There are always more adventures to do in Egypt. I already have two ideas just in my head right now and I'm ready to do them. But I'm just going to take a bit of a break from Egypt and I'll pursue other endeavours that I have in mind that are outside of the country. But definitely there are a lot of ideas in Egypt. It's really hard to run out of ideas to do in Egypt – I have two maybe three ideas that are in mind and I'm planning to follow through with them at some point in the future.
What's next for you after you've completed your triathlon?
There's always the original dream that ignited all of this – doing Cairo–Cape Town with the bicycle. I've always had plans to row a body of water, so this is in the cards, but I also want to try some different conditions – like colder weather. It'll be a whole new domain for me and I'm looking forward to learning and experiencing new things.
It's always better for me to be a beginner in some things; I think I'm stealing this quote from Alastair Humphreys, "I'm far more interested in being a beginner than in becoming an expert" I'm trying to experience more things in life, see more, and grow more. I'm looking for something different than what I already did. So not cycling, not running, and not swimming – maybe rowing or doing something in icy conditions. If that doesn't work I'll probably go back to the bicycle because I love it and I love moving with it. But definitely for now no more running or swimming.
What's one piece of advice you would give to an aspiring adventurer who hasn't taken the leap?
The hardest thing is actually starting – that's the hardest step. After that you just live the experience, you have fun, you gain more knowledge – you just live it. Before that you feel like it's so big, you're scared of taking the first step, but it's really important so just take it. Use what you have: bicycle, hitchhike, or walk. Don't spend a lot of money, eat the cheapest things possible – foul or jam. Sleep at the cheapest places possible. And you could also save a bit here and there while you're living your day-to-day life. Use whatever gear you have; you don't have to buy any fancy things, anything will do. At the end of the day, it's the experience; it's not about how you function, it's about living the experience with whatever resources that you have.
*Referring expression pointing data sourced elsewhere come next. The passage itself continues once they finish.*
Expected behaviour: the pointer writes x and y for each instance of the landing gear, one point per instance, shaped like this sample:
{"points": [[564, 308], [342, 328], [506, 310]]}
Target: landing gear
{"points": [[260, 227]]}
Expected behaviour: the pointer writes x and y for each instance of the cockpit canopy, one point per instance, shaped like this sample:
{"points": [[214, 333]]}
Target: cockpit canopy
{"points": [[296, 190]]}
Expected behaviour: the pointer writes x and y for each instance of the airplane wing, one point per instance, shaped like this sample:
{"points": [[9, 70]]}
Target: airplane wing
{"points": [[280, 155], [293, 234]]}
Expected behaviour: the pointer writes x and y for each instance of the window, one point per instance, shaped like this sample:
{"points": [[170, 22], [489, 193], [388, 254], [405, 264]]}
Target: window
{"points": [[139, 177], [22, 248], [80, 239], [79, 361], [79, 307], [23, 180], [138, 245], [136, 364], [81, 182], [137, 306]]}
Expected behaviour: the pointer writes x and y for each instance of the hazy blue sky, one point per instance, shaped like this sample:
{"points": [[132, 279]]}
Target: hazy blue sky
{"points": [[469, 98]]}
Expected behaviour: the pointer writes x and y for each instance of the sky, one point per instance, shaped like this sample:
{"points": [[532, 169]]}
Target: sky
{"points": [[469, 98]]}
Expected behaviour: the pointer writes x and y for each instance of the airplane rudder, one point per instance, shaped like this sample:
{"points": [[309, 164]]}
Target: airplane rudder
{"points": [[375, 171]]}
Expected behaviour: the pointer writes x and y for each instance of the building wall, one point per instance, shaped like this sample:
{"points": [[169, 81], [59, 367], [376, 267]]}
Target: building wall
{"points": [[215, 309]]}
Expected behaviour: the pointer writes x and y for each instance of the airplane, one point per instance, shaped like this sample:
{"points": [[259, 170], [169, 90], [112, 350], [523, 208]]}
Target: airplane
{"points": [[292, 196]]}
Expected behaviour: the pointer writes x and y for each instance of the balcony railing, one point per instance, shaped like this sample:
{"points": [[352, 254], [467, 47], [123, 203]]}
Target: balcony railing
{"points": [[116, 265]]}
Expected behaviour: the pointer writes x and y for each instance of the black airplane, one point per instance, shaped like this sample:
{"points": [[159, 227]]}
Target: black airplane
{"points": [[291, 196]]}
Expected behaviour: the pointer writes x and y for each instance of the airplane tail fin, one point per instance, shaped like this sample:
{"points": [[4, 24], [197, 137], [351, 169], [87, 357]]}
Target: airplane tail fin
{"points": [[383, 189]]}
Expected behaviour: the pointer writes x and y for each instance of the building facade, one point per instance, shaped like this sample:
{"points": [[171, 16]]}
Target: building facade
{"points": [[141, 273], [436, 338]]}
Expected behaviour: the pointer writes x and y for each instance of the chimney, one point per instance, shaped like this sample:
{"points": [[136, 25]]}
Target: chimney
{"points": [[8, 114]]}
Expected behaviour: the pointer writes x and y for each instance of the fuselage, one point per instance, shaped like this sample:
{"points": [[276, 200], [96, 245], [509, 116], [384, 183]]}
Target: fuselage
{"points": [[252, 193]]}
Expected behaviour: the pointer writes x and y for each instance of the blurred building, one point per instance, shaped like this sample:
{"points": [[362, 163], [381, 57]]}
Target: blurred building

Egypt is your playground. You don't need a permit or a visa, you don't need to buy a plane ticket. It's a vast country with a lot of diverse things you can do. You think there are barriers but there are none – so start there. If you're worried about taking three or six months off before starting your career, don't worry. Anyone who's been in a career for five or 10- years will also tell you that – it will actually broaden your horizon, it'll add a lot to you. You'll have more opportunities coming back from an adventure than before. It'll lead you to more adventures and you'll end up planning things better, knowing exactly what you need or don't need. It'll broaden your horizons and make you grow.
Aside from the thrill of adventure, what gets you out of bed?
What gets me out of bed beside that is curiosity, really – curiosity to know what I can do in life. I'm curious to know about many things and to know how to improve myself in many things – like how I always wanted to learn to write, to draw, play musical instruments, maybe improve my running time at a certain distance. So, always having a goal that I'm gunning for. I've always wanted to do some carpentering, some electrical work – learning some new skills and having some physical goals. Besides all that is seeing my friends, seeing the person that I love, seeing my family and spending time with them – that is always a good excuse to get out of bed. Meeting with them, having a chat, going out – all simple things that we take for granted that make getting out of bed really worth it.